Depending on the final content of the state's regulations, spokesmen for the grocery manufacturers and oil companies said, they could alter their plans for issuing warnings.

Warning Programs

The two industries are planning independent warning programs that would include signs, newspaper advertising campaigns and toll-free telephone numbers to give members of the public detailed information about specific chemicals.

In supermarkets, the signs would be targeted primarily at non-food items. But the signs themselves would not make that clear, instead offering a generalized warning that could be interpreted as applying to any item in the store, said a spokesman for the Grocery Manufacturers Assn.

Of the 29 chemicals and substances that will be affected by the Feb. 27 deadline, seven appear to be of the most concern to California businesses: benzene, arsenic, asbestos, lead, vinyl chloride, chromium and ethylene oxide. The remainder of the 29 are either used on a limited basis or have been banned.

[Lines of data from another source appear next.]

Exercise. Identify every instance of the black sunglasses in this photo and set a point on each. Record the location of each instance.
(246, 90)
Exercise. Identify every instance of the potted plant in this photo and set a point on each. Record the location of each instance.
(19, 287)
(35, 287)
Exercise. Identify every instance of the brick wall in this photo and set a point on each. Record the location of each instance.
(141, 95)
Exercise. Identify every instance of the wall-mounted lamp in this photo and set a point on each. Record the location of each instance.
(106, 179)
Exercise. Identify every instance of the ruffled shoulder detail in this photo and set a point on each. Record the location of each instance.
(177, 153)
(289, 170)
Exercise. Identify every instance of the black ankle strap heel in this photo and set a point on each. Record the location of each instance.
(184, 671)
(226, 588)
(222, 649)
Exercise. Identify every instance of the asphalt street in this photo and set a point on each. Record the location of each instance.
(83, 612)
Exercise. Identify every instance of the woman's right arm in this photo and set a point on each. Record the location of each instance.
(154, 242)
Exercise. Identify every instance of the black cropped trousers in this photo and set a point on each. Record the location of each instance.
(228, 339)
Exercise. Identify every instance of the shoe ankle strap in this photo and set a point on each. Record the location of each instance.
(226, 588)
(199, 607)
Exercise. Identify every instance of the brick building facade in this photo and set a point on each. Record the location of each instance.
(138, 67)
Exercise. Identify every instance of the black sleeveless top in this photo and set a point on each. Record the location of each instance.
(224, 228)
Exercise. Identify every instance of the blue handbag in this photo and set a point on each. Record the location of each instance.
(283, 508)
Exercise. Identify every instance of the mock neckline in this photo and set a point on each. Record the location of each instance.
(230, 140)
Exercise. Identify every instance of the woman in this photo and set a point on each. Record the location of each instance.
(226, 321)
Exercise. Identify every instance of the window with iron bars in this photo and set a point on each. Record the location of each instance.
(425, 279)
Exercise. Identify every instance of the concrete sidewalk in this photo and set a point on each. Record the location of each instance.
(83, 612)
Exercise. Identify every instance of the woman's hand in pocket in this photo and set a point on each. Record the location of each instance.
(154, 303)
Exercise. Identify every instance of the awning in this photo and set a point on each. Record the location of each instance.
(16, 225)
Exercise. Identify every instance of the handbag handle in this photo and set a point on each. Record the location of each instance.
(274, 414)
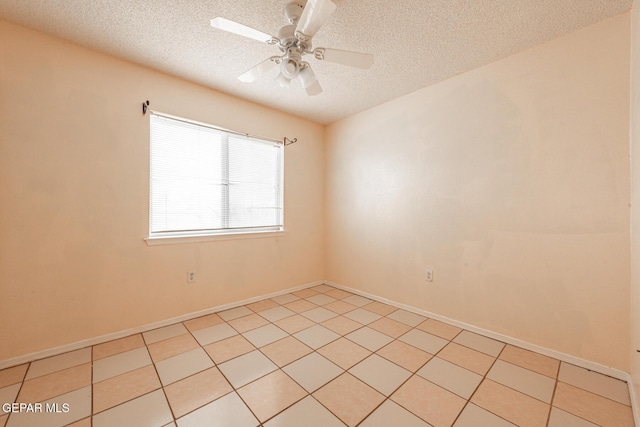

However, those seven are so commonplace that nearly every major industry in the state faces the question of whether they should provide warnings under Proposition 65 for at least one substance.

Benzene, for example, is a component of gasoline, oil, solvents and other petroleum-based products. It occurs naturally at low levels in many kinds of food. And it is present in the air throughout the state, primarily because it is emitted in motor vehicle exhaust.

Asbestos Widely Used

Asbestos, widely used as a fireproofing material between World War II and the late 1970s, is present in an estimated 60% of commercial buildings in the state, according to the state Assembly Office of Research. Proposition 65 could change the nature of the ongoing debate over asbestos by requiring building owners to warn occupants in cases where asbestos fibers in the air present a significant health risk.

Evidence that asbestos, benzene and the other 27 chemicals cause cancer or birth defects is based primarily on studies of exposure in the workplace, in prescription drugs or in other situations where levels are significantly higher than those normally encountered in everyday living. The question of what levels of exposure pose risks to humans is usually answered with evidence from tests on laboratory animals.